Personal information
- Full name: Patrick Reilly
- Date of birth: 11 February 1873
- Place of birth: Dundee, Scotland
- Date of death: 6 April 1937 (age 64)
- Place of death: Dundee, Scotland

Managerial career
- Years: Team
- 1909–15: Dundee Hibernian
- 1917–22: Dundee Hibernian

= Pat Reilly =

Scottish football manager (1873-1937)

Patrick Reilly (11 February 1873 – 6 April 1937) was a Scottish football manager, who was the first ever manager of Dundee Hibernian, forerunner of Dundee United.

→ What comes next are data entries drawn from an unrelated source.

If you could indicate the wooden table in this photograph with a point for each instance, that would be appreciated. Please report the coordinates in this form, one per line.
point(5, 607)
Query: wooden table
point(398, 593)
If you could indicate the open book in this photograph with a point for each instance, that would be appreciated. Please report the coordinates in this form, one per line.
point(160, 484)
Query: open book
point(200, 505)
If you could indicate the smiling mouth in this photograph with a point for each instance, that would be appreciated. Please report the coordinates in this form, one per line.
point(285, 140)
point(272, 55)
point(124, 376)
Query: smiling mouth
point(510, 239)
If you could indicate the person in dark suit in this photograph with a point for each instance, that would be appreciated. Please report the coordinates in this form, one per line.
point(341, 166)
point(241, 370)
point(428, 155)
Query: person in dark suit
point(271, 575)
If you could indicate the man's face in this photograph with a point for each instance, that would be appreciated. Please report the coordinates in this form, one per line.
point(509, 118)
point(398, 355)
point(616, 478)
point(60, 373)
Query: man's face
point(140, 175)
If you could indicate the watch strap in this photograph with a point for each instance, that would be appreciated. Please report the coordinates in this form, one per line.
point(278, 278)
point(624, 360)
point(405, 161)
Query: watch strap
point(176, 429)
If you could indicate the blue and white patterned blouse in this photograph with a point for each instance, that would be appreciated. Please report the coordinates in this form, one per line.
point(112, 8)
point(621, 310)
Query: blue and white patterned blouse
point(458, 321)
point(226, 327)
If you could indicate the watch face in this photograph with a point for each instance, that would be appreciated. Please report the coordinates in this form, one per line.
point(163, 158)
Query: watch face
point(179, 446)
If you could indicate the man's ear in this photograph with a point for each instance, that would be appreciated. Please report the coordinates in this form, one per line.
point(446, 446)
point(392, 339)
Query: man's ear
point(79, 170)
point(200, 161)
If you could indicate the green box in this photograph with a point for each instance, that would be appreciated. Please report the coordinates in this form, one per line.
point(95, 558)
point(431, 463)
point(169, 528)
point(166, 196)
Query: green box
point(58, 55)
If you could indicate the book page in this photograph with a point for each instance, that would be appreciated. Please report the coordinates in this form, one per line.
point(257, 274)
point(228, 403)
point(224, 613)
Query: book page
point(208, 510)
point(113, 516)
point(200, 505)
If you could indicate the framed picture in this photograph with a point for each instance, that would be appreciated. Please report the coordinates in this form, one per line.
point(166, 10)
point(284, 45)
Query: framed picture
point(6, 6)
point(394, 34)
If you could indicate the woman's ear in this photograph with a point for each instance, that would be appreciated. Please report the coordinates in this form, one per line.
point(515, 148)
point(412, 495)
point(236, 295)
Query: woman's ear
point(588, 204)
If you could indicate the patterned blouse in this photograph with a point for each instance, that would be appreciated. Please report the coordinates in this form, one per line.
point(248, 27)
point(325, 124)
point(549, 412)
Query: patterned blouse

==Early life and business career==
Reilly was born to Irish parents in Dundee, the eldest of five children. He was a bicycle trader and manufacturer together with his father and his two younger brothers. The family lived in the West End of the city, where Reilly had a cycle shop on Perth Road.

==Career==
He became manager-secretary from the initial forming of Dundee Hibernian in 1909. A two-year spell aside, when he remained club secretary, Reilly was in charge for the first thirteen years of Dundee Hibs' existence, leaving just before the name change to Dundee United. It is widely acknowledged that Reilly was instrumental in forming the club, and that without him, there would have been no Dundee United.

He donated a bicycle to the player who scored the first goal at Tannadice Park, John O'Hara of Hibernian.

In February 2015 Reilly was inducted into the Dundee United Hall of Fame, the first non-player to be inducted along with manager Jim McLean.